Halliburton's board members have been candid in discussing the reasons for hiring Cheney -- and his business acumen is never mentioned. Cheney, whose degrees are in political science, had virtually no business experience when he became CEO of Halliburton in 1995. Thomas H. Cruikshank, the former chairman of Halliburton, told one reporter that Cheney got the job because "he would be able to open doors around the world and to have access practically anywhere ... There was a lot that he could bring in the way of customer relationships."

But there's little evidence to show that those relationships did Halliburton any good. Instead, Cheney's ability to forge relationships got Halliburton into the worst acquisition in its history. In January of 1998, Cheney went quail hunting with Bill Bradford, the chairman of Dresser Industries, another big oil-field services company. During their shooting expedition on a ranch in South Texas, Cheney proposed a merger with Dresser. After a series of meetings, Bradford agreed.

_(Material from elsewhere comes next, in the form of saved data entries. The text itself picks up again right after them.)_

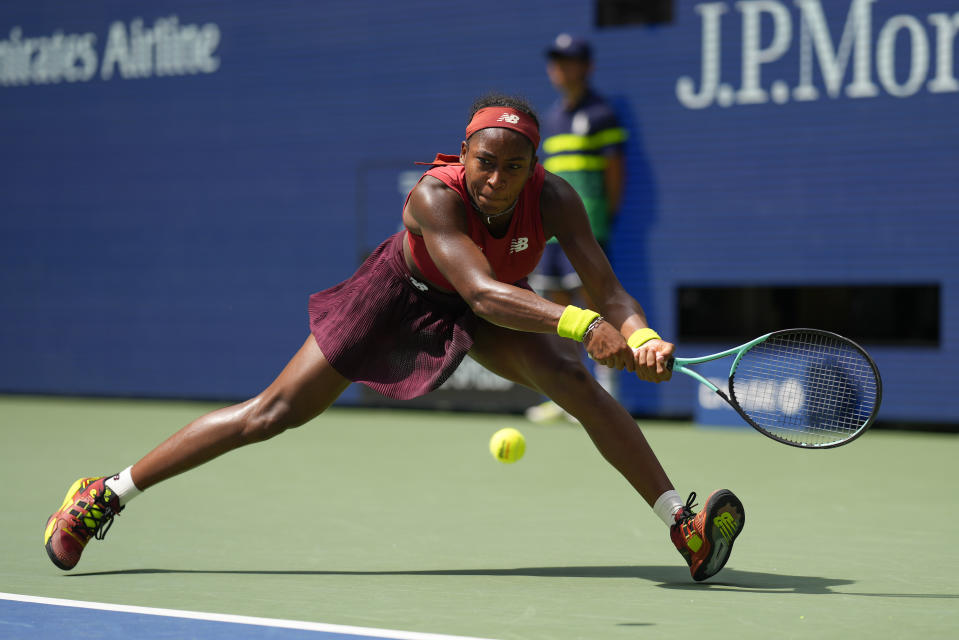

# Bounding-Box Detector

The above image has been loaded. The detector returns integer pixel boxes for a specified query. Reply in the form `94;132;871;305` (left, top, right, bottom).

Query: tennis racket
668;328;882;448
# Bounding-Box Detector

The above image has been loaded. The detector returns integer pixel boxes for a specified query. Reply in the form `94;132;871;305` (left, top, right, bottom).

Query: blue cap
546;33;592;61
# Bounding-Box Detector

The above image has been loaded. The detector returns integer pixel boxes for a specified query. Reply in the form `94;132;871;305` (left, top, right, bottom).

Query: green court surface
2;395;957;639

But Cheney didn't grasp the scope of Dresser's legal liabilities. Dresser owned a subsidiary that was facing a mountain of legal bills stemming from its old asbestos business. That asbestos problem began catching up to Halliburton almost immediately. The year of the merger, Halliburton had about 70,000 outstanding claims on asbestos. By 2002, it was facing more than 300,000 lawsuits. In late 2001 alone, the company was hit by jury verdicts totaling $122 million. The company's stock price fell like a rock -- going from a high of more than $60 in the days after Cheney was named as Bush's running mate to as low as $9. Credit rating agencies downgraded Halliburton's debt, and there was open talk of bankruptcy.

Since then, Halliburton has been able to strike a deal with its insurers to cover much of the asbestos-related costs. But Halliburton is likely to suffer from its asbestos hangover for several years to come, as it works to pay down increased debt it took on to resolve the matter.

"The Dresser deal will go down as one of the worst deals in the modern energy business," says a Houston-based energy analyst who has been following Halliburton for several years. The analyst asked that his name not be used -- which is not surprising given Halliburton's size and the staunch Republican leanings of most energy business personnel. Asked if Cheney was a good CEO for Halliburton, the analyst replied, "The answer is clearly no. He knows how to make decisions. But he wasn't an energy guy. You can't find anything good that comes out of his tenure."

Another Cheney-era deal, the Brazilian offshore oil project known as Barracuda-Caratinga, is also draining the company's cash. During Cheney's time at the helm, Halliburton agreed to a fixed-price contract with the Brazilian oil company, Petrobras, to build the infrastructure needed for the two offshore oil fields -- Barracuda and Caratinga, which are located in about 3,000 feet of water. But the project has spun out of control. In a June 29 research note, Merrill Lynch analyst Mark S. Urness wrote that the cost overruns and charges taken by Halliburton on the project have already totaled $675 million, and the company may still have to cough up another $272 million to resolve the mess.

Despite the problems, Urness still rates Halliburton a "buy," saying that the company has a "solid fundamental outlook" that is based on its "leading oil services franchise, as we anticipate increased worldwide upstream capital spending by producers through 2004-05."

Halliburton recently lost a $106 million legal judgment to a pair of Houston oil companies that had claimed the services giant violated confidentiality agreements in an oil deal in western Kazakhstan, near the Caspian Sea. Again, Cheney was involved.